The wrong default is a genre-label purchase
Avoid this trap if your search has become a loop of tabs that all say roguelike, roguelite, or procedural runs. Those words hide the choice that matters tonight: you may want solo movement, a social fight, a platform-action build, or a compact spell test. Buying by the label can send you toward a slower game that only shares the reset button.
Do not start with a deckbuilder if your favorite Hades moments were lining up a dash through danger or recovering an attack at the edge of a room. Do not start with a co-op game if the personal rhythm of a solo run is what you need. And do not choose the biggest feature list if a short, readable spell loop is enough to get you back into the habit of trying one more run.
The Hades app page remains the right place for the broad source-game comparison. This guide is narrower on purpose: use it to choose the action shape that will still feel good after the first hour.

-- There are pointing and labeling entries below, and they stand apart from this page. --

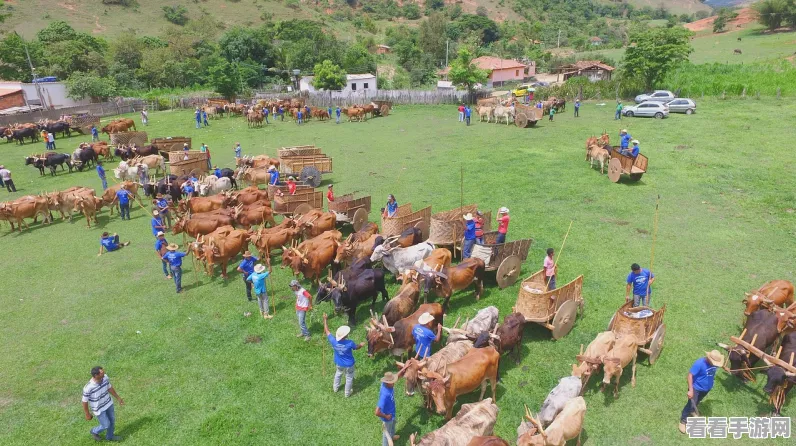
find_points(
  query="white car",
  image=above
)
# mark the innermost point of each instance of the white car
(647, 109)
(656, 96)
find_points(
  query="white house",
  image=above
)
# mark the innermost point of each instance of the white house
(355, 83)
(53, 94)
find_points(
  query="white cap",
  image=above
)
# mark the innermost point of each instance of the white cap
(342, 332)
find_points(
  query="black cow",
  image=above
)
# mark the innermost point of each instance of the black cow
(763, 324)
(351, 287)
(779, 377)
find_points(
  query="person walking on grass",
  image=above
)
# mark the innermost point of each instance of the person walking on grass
(550, 268)
(97, 402)
(160, 249)
(110, 243)
(257, 278)
(640, 281)
(5, 175)
(700, 381)
(303, 305)
(246, 268)
(343, 349)
(385, 408)
(174, 258)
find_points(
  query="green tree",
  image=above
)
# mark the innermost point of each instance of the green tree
(329, 76)
(81, 85)
(654, 52)
(463, 72)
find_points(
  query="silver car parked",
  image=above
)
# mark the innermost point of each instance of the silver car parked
(682, 105)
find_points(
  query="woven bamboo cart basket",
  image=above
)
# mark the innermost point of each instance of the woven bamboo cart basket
(171, 143)
(556, 309)
(129, 138)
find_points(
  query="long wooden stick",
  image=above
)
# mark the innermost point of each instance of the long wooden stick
(652, 252)
(555, 264)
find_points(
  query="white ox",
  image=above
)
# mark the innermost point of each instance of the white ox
(397, 260)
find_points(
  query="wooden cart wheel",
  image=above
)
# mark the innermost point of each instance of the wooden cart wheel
(311, 176)
(423, 229)
(614, 170)
(360, 219)
(508, 271)
(564, 319)
(302, 209)
(657, 343)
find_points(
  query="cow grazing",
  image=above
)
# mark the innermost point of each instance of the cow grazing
(473, 421)
(398, 338)
(623, 353)
(590, 361)
(398, 260)
(780, 381)
(346, 291)
(474, 370)
(566, 426)
(434, 363)
(776, 293)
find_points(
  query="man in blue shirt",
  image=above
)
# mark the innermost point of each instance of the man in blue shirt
(700, 381)
(157, 223)
(257, 278)
(110, 243)
(343, 349)
(160, 249)
(640, 281)
(424, 336)
(163, 209)
(101, 173)
(123, 196)
(246, 267)
(469, 236)
(174, 258)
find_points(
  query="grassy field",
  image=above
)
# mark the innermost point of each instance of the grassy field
(182, 363)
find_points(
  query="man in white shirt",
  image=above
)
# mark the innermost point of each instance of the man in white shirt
(96, 397)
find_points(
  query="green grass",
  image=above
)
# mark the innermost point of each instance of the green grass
(725, 180)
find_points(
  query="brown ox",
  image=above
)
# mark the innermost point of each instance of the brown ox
(590, 361)
(398, 338)
(265, 241)
(456, 278)
(477, 367)
(222, 249)
(567, 426)
(624, 352)
(776, 293)
(312, 263)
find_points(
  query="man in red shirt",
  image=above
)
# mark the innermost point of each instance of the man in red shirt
(503, 224)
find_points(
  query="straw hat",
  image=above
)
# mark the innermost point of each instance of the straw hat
(390, 378)
(715, 358)
(425, 318)
(342, 332)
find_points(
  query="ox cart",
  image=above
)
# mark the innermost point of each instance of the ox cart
(504, 258)
(405, 219)
(555, 309)
(623, 164)
(526, 115)
(301, 203)
(645, 324)
(351, 210)
(306, 162)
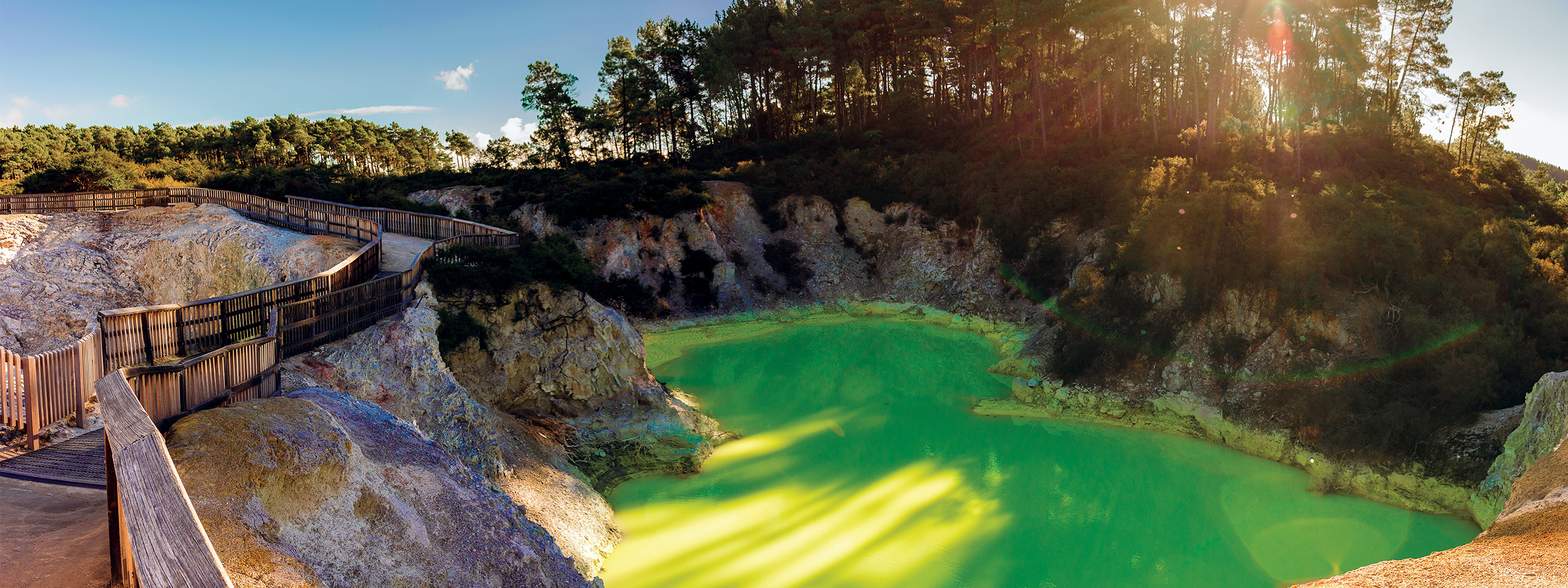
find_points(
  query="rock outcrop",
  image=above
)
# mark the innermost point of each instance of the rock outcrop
(59, 270)
(1542, 432)
(458, 198)
(532, 457)
(322, 490)
(1525, 548)
(733, 258)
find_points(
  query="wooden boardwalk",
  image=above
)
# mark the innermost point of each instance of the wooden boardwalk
(77, 461)
(154, 364)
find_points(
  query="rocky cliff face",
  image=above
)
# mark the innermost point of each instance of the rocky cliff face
(562, 355)
(57, 272)
(1542, 432)
(595, 407)
(733, 258)
(1528, 545)
(322, 490)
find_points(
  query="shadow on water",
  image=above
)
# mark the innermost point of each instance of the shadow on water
(861, 466)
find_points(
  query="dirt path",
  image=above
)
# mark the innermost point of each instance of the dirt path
(55, 537)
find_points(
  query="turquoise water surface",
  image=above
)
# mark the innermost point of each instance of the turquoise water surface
(861, 466)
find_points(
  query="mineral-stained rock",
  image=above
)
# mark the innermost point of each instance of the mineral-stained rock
(458, 198)
(551, 352)
(1540, 432)
(59, 270)
(1526, 548)
(397, 366)
(322, 490)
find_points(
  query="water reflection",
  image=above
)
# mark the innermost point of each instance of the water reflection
(863, 468)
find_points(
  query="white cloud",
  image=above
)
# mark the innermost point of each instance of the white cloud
(516, 130)
(369, 110)
(457, 79)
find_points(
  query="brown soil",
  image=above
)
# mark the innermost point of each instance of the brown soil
(1528, 546)
(57, 537)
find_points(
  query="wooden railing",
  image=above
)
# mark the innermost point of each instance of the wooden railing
(37, 391)
(172, 360)
(339, 314)
(156, 538)
(51, 386)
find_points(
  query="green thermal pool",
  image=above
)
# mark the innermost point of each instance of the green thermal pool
(861, 466)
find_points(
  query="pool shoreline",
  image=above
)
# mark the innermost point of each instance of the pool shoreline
(1181, 415)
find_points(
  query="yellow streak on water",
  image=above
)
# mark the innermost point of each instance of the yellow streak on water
(789, 535)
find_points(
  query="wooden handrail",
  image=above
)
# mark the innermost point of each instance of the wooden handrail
(149, 510)
(148, 504)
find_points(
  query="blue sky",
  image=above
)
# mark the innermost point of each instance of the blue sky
(135, 63)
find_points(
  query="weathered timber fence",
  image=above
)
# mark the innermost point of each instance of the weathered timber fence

FAQ: choosing an action roguelike after Hades
Use these answers if you have already narrowed the decision to real-time action but still do not know which tradeoff you are accepting. The useful answer is the one that matches your next session, not the one with the longest list of shared genre tags.
What should I play first after Hades if I want fast solo combat?
Start with Dead Cells. It is the clearest bridge when you want immediate movement and repeatable action, and you are open to side-scrolling combat instead of top-down rooms.
Which pick is best for an action run with friends?
Choose Ravenswatch when your group wants coordinated top-down fights, or Ember Knights when you want a more direct group brawler with shared-screen co-op listed on Steam.
What should I choose for ability builds and movement experimentation?
Pick Astral Ascent if you want a run to reshape a platform-action kit. Choose Wizard of Legend if compact spell combinations and arena pressure sound better.
Why not just pick any roguelike with upgrades?
Because the upgrade structure does not tell you how a run feels. Choose based on the physical rhythm you want back: movement, a group fight, platform action, or spell timing.
What to play first
Make the last choice by the run you want to have tonight. Do not force yourself into co-op because it sounds bigger, or into a deeper build system because it sounds more complete. The right first click is the one whose tradeoff still sounds good after you have read it.
Pick it when short arena fights and spell combinations sound better than a long escape route.
Match the next game to the action feeling you miss, then accept the camera, co-op, or build-system tradeoff that comes with it.
If you are still undecided, click Dead Cells first. It makes the smallest useful change: a new movement system and combat view, while keeping the fast solo urge to restart, learn, and push one room further.